Dying 'Angola 3' member Herman Wallace freed after 41 years in solitary

This version of Dying Angola 3 Member Herman Wallace Freed After 41 Years Flna8c11316064 - Breaking News | NBC News Clone was adapted by NBC News Clone to help readers digest key facts more efficiently.

This undated image courtesy of Herman's House, shows inmate Herman Wallace at the Louisiana State Penitentiary in Angola, where he has been confined to solitary confinement for more than 40 years.
This undated image courtesy of Herman's House, shows inmate Herman Wallace at the Louisiana State Penitentiary in Angola, where he has been confined to solitary confinement for more than 40 years.Herman's House via AFP - Getty Images

A federal judge on Tuesday ordered the immediate release of Herman Wallace, a member of the so-called "Angola 3," who was held in solitary confinement in Louisiana for more than 40 years and is now dying of liver cancer.

"It is further ordered that the State immediately release Mr. Wallace from custody," read the court ruling by Judge Brian A. Jackson, chief judge of the U.S. District Court for the Middle District of Louisiana.

“Our Constitution requires this result even where, as here, it means overturning Mr. Wallace’s conviction nearly forty years after it was entered," the ruling added.

The judge said Wallace's petition was granted because women were excluded from the grand jury in his case four decades ago, violating the Fourteenth Amendment.

The state was given 30 days to notify Wallace, 71, if it plans to re-indict him, the court ruling said.

Originally serving time for unrelated cases of armed robbery, Wallace and fellow prisoner Albert Woodfox were convicted of the murder of a prison guard in 1972, and placed in isolation at the Louisiana State Penitentiary, also known as Angola Prison. 

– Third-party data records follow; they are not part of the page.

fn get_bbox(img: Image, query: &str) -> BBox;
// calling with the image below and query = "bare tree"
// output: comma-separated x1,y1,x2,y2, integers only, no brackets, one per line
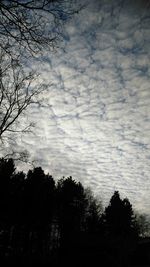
0,0,83,161
0,0,83,57
135,213,150,237
0,0,83,137
0,51,48,139
0,0,83,138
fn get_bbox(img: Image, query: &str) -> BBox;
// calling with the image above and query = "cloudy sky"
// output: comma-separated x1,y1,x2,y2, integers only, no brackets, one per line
13,0,150,214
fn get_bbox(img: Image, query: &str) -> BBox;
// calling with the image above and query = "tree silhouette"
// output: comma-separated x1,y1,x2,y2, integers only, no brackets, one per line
56,176,86,265
0,158,15,223
0,161,56,262
0,53,48,140
0,0,83,57
84,188,102,234
103,191,139,267
0,159,148,266
57,177,86,235
0,158,16,260
135,213,150,237
104,191,136,236
23,167,55,256
0,157,15,179
0,1,83,155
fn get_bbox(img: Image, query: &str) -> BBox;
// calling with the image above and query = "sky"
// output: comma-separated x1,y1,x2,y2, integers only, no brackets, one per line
6,0,150,214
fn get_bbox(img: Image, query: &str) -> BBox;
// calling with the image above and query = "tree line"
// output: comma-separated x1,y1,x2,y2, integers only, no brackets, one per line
0,157,149,266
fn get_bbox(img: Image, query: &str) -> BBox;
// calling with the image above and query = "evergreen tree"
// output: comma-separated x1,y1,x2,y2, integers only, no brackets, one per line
105,191,137,237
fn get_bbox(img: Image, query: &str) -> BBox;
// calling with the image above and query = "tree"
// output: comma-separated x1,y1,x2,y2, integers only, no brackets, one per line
104,191,137,236
24,167,55,255
56,177,86,245
0,0,83,157
103,191,138,266
56,177,87,266
0,159,56,260
84,188,103,234
0,0,83,57
135,213,150,237
57,177,86,230
25,167,55,225
0,157,15,217
0,52,47,140
0,157,16,255
0,157,15,179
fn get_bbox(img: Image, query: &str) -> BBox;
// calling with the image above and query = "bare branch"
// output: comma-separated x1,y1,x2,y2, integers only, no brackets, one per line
2,149,36,167
0,0,83,163
0,52,48,139
0,0,83,57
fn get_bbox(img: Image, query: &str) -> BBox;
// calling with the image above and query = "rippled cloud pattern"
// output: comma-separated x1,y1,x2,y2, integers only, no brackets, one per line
19,0,150,213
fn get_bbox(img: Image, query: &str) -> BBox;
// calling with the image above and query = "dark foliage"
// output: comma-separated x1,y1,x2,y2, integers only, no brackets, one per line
104,191,137,237
0,158,149,266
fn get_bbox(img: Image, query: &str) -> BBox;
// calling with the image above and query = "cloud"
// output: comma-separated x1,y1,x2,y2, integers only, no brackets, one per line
10,0,150,214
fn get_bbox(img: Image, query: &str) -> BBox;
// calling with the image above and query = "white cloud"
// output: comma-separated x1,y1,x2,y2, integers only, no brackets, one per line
11,0,150,214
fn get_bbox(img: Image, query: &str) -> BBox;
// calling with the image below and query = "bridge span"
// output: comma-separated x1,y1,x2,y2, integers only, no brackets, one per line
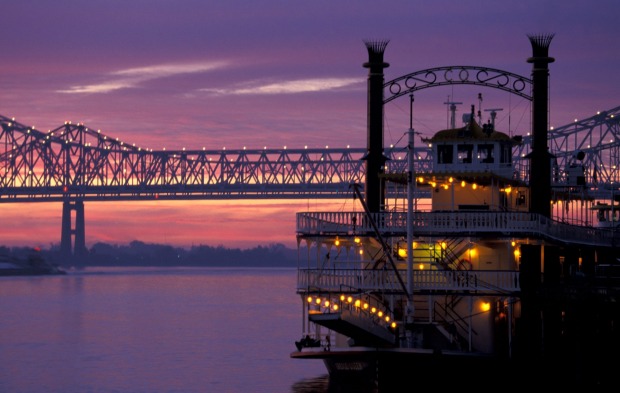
2,107,619,201
1,105,620,260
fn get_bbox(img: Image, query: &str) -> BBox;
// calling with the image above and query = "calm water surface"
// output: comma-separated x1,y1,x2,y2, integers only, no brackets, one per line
0,267,333,393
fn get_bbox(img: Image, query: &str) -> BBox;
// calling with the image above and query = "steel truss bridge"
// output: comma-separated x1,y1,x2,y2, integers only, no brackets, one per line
1,106,620,203
1,104,619,260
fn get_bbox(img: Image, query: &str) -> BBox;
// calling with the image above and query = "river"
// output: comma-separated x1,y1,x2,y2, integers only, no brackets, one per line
0,266,337,393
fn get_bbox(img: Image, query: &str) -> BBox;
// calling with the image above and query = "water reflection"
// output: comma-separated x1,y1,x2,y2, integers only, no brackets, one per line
291,375,329,393
292,375,382,393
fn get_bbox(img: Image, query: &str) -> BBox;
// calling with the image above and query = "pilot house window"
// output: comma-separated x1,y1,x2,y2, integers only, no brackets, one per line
500,144,512,164
478,144,494,163
457,144,473,164
437,145,453,164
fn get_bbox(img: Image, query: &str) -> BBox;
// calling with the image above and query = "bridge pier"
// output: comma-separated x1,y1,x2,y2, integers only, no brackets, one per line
61,200,87,264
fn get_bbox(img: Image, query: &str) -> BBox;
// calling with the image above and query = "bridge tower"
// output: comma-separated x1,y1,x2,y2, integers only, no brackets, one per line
60,200,87,263
527,34,554,218
363,40,390,213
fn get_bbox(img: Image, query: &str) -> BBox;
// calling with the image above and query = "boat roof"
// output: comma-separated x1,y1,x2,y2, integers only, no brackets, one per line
422,108,521,144
422,118,519,144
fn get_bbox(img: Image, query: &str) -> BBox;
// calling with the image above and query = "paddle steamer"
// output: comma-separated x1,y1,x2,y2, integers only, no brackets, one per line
291,36,620,388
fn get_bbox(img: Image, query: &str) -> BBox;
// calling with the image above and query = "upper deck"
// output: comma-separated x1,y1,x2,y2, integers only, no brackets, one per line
296,210,618,248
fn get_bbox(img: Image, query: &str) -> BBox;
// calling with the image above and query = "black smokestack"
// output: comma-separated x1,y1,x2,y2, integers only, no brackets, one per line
527,34,555,218
363,40,389,213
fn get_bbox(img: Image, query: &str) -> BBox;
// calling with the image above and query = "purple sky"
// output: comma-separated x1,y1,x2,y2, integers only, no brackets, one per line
1,0,619,250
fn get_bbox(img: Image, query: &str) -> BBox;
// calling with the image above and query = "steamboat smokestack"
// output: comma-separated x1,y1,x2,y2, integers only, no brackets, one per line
363,40,389,213
527,34,555,218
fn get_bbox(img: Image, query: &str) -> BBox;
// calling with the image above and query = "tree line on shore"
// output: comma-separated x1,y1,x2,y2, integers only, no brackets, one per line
1,241,300,267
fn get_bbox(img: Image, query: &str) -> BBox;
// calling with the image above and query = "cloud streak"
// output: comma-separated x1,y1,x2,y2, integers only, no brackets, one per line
58,61,229,94
58,61,361,97
201,77,363,95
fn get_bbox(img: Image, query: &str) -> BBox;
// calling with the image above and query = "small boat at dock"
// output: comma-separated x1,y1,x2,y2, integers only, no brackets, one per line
0,251,66,276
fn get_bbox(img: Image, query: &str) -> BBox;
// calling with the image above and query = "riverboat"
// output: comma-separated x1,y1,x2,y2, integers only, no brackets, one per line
291,102,620,389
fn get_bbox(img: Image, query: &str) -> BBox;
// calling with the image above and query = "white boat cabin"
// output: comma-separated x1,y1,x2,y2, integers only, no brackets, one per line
421,113,528,213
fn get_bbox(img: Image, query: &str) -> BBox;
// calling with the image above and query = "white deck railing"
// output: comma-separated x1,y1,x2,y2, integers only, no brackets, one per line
297,268,520,295
296,211,617,247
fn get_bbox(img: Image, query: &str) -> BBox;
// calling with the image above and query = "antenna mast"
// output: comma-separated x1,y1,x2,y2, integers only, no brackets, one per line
443,98,462,129
484,108,503,129
477,93,483,125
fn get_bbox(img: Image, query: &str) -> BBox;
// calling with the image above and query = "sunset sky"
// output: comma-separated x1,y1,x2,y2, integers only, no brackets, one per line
1,0,619,251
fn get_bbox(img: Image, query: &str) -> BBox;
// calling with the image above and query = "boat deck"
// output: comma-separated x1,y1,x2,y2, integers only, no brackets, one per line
297,211,618,247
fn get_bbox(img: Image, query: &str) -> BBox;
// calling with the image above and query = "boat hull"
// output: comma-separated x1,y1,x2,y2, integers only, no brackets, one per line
292,347,508,387
0,266,66,276
291,345,612,388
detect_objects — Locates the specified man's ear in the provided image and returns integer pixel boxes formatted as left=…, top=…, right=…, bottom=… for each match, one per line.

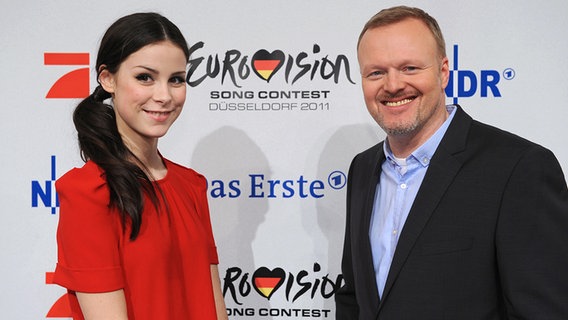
left=98, top=65, right=115, bottom=94
left=439, top=57, right=450, bottom=89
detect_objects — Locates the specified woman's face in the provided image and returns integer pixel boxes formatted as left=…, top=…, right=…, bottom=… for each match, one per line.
left=100, top=40, right=187, bottom=147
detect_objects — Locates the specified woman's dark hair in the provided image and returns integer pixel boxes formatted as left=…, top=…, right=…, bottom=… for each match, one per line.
left=73, top=12, right=190, bottom=240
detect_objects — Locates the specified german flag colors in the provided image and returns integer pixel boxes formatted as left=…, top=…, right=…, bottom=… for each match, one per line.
left=252, top=267, right=285, bottom=300
left=251, top=50, right=285, bottom=83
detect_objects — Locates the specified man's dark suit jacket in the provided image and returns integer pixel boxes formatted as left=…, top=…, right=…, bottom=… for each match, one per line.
left=335, top=106, right=568, bottom=319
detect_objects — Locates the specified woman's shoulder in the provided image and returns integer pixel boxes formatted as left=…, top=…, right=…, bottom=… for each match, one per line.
left=56, top=161, right=106, bottom=193
left=163, top=158, right=207, bottom=187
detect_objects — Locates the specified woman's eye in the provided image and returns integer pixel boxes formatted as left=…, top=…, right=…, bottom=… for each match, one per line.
left=170, top=76, right=185, bottom=84
left=136, top=74, right=153, bottom=82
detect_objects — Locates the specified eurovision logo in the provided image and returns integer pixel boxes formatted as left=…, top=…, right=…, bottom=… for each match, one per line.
left=223, top=263, right=343, bottom=304
left=186, top=42, right=356, bottom=87
left=224, top=263, right=342, bottom=318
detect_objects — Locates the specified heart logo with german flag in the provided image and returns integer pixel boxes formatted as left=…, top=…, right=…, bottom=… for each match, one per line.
left=251, top=50, right=285, bottom=83
left=252, top=267, right=285, bottom=300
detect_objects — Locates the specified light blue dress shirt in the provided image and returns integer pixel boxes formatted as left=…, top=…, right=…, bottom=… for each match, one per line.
left=369, top=105, right=456, bottom=298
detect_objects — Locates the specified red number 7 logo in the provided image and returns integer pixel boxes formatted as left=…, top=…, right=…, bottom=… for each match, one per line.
left=45, top=53, right=90, bottom=99
left=45, top=272, right=72, bottom=318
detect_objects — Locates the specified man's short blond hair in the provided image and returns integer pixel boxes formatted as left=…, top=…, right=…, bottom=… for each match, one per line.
left=358, top=6, right=447, bottom=59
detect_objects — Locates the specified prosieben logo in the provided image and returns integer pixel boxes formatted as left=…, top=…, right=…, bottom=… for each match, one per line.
left=44, top=52, right=90, bottom=99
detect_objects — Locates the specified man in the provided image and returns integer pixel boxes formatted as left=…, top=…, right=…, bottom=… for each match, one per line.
left=335, top=5, right=568, bottom=319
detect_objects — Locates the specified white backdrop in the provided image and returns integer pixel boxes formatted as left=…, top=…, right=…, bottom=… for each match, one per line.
left=1, top=0, right=568, bottom=318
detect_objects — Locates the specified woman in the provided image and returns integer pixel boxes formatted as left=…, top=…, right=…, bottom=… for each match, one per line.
left=53, top=12, right=228, bottom=319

A third inmate, Robert King, was also convicted of murder, but his conviction was overturned in 2001, after 29 years of isolation.

Wallace and Woodfox, who have continued to deny involvement in the guard's killing, have been the subjects of documentary films. In July, Amnesty International called for their release on humanitarian grounds, claiming that "no physical evidence links them to the crime; potentially exculpatory DNA evidence has been lost, and the testimony of the main eyewitness has been discredited."

Welcoming the judge's decision, Wallace's legal team said the former inmate had left the prison Tuesday night.

"Mr. Wallace has been granted a new trial, but his illness is terminal and advanced," a statement from his legal team read. "However, the unfathomable punishment of more than four decades which Mr. Wallace spent in solitary confinement conditions will be the subject of litigation which will continue even after Mr. Wallace passes away.

"It is Mr. Wallace’s hope that this litigation will help ensure that others, including his lifelong friend and fellow 'Angola 3' member, Albert Woodfox, do not continue to suffer such cruel and unusual confinement even after Mr. Wallace is gone."

Woodfox's case is pending before the 5th U.S. Circuit Court of Appeals.

In a letter published in the San Francisco Bay View on Sept. 12, Wallace wrote that doctors had given him two months to live after they stopped his treatment altogether on Aug. 31.